If you’re weighing SSS voluntary contributions against other programs, the SSS Pension Booster vs. Pag-IBIG MP2 comparison breaks down which works best depending on your goals and timeline.
Checking your contributions takes five minutes. Fixing a problem you ignored for six months takes weeks. Set a reminder to log in every payday and confirm the previous month posted correctly. For more step-by-step guides on SSS loans, benefits, and pension planning, browse the complete SSS guide collection on WisePH.

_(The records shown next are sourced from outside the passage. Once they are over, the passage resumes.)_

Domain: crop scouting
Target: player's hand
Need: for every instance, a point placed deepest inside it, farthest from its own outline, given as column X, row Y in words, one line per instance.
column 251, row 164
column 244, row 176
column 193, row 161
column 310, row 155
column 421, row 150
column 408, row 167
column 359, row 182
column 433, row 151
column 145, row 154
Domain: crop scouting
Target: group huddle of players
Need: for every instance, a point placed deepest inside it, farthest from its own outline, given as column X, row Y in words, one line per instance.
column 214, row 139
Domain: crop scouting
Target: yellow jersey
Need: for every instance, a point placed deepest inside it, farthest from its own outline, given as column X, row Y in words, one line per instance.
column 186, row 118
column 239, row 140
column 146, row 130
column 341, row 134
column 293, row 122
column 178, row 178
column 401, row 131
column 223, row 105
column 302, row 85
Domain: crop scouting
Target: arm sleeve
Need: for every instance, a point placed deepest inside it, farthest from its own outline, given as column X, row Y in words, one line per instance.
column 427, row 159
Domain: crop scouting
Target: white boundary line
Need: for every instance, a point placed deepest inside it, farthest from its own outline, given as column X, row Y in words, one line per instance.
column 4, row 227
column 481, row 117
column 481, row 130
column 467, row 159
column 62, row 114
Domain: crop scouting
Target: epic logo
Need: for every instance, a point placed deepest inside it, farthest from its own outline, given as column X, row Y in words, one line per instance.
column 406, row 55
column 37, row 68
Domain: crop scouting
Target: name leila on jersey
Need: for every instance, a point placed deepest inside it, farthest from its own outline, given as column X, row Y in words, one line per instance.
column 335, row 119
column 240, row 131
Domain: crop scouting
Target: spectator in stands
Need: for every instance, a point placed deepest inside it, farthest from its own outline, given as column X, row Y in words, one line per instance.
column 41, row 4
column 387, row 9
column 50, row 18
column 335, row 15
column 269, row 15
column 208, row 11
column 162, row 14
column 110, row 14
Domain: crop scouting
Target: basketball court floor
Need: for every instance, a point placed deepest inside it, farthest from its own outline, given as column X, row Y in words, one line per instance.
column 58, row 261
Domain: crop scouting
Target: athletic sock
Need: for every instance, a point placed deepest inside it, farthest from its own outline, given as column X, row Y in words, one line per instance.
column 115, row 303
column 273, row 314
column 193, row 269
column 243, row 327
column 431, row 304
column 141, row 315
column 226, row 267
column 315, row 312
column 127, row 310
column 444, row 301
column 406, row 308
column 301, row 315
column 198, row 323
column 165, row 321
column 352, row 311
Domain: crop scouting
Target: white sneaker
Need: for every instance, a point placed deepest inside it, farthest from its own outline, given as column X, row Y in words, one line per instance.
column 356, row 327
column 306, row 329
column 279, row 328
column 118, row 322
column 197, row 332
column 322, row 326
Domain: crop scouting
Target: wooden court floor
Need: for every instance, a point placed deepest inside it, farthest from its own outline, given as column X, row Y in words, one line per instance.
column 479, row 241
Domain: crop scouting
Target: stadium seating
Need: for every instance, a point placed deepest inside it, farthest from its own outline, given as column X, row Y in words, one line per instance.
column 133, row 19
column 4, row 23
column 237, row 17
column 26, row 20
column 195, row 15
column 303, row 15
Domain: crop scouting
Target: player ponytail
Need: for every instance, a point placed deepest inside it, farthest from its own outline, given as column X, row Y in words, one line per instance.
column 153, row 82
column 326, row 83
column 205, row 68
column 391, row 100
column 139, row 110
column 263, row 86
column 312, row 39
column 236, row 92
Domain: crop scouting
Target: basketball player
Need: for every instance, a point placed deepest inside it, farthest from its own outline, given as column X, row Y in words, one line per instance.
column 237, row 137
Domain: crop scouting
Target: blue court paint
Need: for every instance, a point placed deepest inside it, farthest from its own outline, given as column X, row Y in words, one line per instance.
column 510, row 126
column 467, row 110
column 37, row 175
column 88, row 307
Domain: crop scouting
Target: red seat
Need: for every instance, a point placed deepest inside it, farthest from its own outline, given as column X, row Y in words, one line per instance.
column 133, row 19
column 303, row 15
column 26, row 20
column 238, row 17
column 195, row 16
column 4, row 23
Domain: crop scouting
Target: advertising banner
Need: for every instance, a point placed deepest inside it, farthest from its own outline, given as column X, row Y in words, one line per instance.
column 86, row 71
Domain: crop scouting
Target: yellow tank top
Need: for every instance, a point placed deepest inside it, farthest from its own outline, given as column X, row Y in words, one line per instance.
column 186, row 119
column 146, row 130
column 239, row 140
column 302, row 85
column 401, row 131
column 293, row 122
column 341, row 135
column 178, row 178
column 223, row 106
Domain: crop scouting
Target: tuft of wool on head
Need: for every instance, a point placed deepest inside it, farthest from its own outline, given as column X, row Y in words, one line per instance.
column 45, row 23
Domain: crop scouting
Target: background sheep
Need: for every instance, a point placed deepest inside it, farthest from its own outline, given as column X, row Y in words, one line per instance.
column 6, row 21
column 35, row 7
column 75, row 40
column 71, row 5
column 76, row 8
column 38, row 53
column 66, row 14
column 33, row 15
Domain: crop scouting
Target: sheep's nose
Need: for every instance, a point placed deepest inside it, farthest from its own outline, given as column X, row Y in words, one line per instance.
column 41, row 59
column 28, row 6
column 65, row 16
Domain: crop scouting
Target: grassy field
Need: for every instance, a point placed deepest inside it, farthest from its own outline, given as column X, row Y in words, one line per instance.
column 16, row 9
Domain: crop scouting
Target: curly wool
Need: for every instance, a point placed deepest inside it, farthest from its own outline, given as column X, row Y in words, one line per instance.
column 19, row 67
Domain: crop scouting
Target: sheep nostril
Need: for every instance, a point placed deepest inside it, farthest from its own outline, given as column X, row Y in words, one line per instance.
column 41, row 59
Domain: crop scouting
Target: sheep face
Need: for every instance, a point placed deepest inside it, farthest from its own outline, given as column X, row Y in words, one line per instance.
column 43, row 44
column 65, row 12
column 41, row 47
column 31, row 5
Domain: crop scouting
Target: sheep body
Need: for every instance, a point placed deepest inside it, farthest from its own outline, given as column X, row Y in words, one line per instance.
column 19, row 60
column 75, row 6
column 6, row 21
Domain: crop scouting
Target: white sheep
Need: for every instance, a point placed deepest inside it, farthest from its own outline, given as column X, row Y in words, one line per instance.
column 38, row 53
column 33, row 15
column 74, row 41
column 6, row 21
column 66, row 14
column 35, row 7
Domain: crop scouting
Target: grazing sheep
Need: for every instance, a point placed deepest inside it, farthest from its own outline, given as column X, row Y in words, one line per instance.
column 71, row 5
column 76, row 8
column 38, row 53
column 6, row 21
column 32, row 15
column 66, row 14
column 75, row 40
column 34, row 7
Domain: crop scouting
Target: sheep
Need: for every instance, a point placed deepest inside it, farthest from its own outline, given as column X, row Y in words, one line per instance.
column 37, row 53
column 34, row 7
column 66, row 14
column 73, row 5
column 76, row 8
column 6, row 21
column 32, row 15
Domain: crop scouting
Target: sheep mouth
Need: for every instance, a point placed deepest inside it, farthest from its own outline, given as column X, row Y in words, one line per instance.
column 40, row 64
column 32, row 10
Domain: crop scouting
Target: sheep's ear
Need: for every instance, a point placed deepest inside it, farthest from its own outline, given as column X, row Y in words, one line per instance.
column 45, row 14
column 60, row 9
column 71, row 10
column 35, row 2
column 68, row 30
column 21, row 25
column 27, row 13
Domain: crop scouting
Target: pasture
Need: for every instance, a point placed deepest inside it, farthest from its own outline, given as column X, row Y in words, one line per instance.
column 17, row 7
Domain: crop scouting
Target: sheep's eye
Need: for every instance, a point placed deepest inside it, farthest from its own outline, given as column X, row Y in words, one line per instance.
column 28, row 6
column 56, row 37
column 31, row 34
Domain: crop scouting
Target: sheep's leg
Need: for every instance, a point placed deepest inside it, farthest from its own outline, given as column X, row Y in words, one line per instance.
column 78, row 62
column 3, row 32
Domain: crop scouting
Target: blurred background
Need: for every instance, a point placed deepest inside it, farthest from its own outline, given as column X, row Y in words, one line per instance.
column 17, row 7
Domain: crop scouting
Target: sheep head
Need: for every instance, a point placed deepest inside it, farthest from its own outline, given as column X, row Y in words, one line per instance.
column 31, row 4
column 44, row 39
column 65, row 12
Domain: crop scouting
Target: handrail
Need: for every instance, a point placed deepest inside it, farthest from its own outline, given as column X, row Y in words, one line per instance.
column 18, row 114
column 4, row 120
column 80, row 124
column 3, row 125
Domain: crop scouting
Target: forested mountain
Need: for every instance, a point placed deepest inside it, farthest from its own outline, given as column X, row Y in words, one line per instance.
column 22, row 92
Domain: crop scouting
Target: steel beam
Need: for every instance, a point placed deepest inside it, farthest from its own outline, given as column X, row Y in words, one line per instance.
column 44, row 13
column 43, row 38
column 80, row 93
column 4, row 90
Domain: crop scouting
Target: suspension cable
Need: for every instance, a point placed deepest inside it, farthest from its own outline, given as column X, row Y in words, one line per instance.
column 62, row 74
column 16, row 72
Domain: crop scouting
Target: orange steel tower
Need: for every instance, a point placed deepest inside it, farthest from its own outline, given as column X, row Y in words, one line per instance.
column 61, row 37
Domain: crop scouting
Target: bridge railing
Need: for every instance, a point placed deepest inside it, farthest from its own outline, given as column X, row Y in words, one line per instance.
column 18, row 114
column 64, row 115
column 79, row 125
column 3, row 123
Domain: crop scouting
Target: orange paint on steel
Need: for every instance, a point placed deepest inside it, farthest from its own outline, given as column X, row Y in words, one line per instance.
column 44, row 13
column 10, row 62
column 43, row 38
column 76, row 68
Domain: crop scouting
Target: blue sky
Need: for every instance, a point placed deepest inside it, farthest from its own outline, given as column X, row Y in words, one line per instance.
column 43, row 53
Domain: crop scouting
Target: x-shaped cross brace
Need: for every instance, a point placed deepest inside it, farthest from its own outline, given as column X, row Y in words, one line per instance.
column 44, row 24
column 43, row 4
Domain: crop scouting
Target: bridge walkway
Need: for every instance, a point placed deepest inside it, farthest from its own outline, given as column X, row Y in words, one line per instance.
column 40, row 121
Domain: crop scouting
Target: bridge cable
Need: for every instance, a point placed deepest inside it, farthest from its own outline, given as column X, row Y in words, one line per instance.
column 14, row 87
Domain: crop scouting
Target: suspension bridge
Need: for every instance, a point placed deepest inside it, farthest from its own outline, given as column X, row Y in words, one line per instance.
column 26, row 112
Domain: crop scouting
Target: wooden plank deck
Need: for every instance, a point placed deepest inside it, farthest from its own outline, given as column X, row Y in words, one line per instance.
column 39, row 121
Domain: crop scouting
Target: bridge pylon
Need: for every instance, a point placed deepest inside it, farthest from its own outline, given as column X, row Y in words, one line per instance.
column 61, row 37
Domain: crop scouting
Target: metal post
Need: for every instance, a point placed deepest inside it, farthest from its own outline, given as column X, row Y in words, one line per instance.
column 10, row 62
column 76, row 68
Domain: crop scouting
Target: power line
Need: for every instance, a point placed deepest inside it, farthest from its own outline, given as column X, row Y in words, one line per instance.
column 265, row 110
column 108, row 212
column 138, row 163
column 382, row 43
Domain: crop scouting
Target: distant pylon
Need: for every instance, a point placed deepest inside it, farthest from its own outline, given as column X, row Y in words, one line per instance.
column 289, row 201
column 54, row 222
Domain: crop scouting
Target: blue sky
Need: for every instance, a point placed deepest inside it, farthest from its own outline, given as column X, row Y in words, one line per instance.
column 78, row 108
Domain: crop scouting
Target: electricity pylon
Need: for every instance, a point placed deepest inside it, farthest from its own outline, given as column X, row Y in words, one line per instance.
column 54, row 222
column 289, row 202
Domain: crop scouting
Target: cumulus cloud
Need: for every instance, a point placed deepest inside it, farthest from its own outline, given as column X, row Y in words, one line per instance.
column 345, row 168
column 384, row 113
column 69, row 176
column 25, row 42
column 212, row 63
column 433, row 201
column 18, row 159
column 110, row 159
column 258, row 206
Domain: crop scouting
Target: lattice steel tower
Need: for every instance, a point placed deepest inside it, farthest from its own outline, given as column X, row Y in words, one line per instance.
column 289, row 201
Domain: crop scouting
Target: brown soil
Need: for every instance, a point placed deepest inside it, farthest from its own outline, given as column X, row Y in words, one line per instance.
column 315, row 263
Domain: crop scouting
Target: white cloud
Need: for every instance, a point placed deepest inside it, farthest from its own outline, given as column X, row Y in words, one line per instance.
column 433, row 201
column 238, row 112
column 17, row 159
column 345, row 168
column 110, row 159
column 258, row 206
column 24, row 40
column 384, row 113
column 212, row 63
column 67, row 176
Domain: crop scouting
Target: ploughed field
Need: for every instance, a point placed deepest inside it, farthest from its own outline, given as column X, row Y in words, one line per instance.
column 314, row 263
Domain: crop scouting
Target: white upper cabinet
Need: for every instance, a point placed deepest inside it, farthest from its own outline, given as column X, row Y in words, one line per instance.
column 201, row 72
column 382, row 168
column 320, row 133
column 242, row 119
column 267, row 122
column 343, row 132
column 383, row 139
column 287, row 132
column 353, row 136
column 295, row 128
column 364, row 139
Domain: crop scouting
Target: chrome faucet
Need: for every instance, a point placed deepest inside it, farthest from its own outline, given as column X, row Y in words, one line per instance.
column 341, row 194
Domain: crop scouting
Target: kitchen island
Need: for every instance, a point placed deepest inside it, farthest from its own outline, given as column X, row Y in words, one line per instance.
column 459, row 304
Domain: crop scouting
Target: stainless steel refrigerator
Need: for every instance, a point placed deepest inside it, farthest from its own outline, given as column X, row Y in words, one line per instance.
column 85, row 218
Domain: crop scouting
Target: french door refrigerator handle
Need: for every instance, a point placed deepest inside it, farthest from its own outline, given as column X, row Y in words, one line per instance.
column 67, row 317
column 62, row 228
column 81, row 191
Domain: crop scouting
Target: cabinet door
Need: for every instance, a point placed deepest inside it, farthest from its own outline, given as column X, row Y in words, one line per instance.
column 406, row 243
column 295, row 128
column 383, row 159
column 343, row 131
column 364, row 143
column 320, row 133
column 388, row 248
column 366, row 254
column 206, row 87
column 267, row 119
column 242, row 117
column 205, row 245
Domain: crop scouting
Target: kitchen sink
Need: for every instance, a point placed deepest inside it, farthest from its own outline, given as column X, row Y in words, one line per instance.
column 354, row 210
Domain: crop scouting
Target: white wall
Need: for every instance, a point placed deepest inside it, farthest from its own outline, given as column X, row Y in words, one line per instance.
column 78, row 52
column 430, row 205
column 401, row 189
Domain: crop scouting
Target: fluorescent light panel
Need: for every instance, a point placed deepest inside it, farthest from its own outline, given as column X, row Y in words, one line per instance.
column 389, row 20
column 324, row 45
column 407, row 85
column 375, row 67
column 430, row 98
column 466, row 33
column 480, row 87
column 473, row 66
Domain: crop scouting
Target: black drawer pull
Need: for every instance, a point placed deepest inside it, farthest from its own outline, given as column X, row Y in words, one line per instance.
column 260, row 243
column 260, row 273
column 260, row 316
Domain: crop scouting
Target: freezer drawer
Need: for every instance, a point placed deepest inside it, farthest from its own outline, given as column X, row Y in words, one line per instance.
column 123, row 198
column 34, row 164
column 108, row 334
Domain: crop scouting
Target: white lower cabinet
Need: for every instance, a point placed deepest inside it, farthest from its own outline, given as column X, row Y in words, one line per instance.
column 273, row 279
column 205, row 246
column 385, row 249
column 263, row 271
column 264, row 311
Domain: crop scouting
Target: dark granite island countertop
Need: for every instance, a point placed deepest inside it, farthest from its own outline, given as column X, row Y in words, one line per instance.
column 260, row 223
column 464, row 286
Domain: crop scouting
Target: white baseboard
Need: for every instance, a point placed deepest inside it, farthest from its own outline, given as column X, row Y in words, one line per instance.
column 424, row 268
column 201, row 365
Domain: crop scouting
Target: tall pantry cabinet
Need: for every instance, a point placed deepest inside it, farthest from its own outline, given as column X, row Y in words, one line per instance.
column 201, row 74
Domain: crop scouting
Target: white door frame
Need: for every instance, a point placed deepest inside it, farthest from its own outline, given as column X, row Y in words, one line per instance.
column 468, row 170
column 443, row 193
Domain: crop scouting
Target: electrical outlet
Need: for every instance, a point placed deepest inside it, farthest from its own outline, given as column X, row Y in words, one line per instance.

Frequently asked questions about checking SSS contributions
How long does it take for SSS contributions to post on My.SSS?
For employed members, contributions post within 3 to 7 working days after the employer remits, which can happen as late as the end of the following month. For SE/VM members paying via PRN, most post within minutes to 24 hours. Allow up to 48 hours during peak periods.
Why is my recent month showing “Not Posted” on My.SSS?
“Not Posted” means SSS has not yet received or credited the payment. For employed members, your employer likely has not remitted yet. Wait until the 15th of the following month. If it’s still blank, screenshot your payslip and My.SSS table, then contact HR in writing.
Can I check my SSS contributions without a My.SSS account?
No. Contribution history requires a My.SSS login. If you have not registered, go to sss.gov.ph and create an account. It takes about 10 minutes. Already registered but forgot your credentials? Use the My.SSS password reset option on the same portal.
What if I’m self-employed and forgot to pay SSS for one month?
That month stays blank permanently. SSS does not allow retroactive voluntary payments. The missed month lowers your Average Monthly Salary Credit, which reduces your future pension. Going forward, pay each month without gaps to protect your benefit eligibility and retirement income.
Can my employer find out I filed a complaint through uSSSap Tayo?
SSS handles complaints confidentially inside the portal. However, when SSS sends a formal demand letter to your employer, they will know a report was filed. This is intentional and part of the enforcement process under RA 11199. Filing is legal, protected, and the right step to take.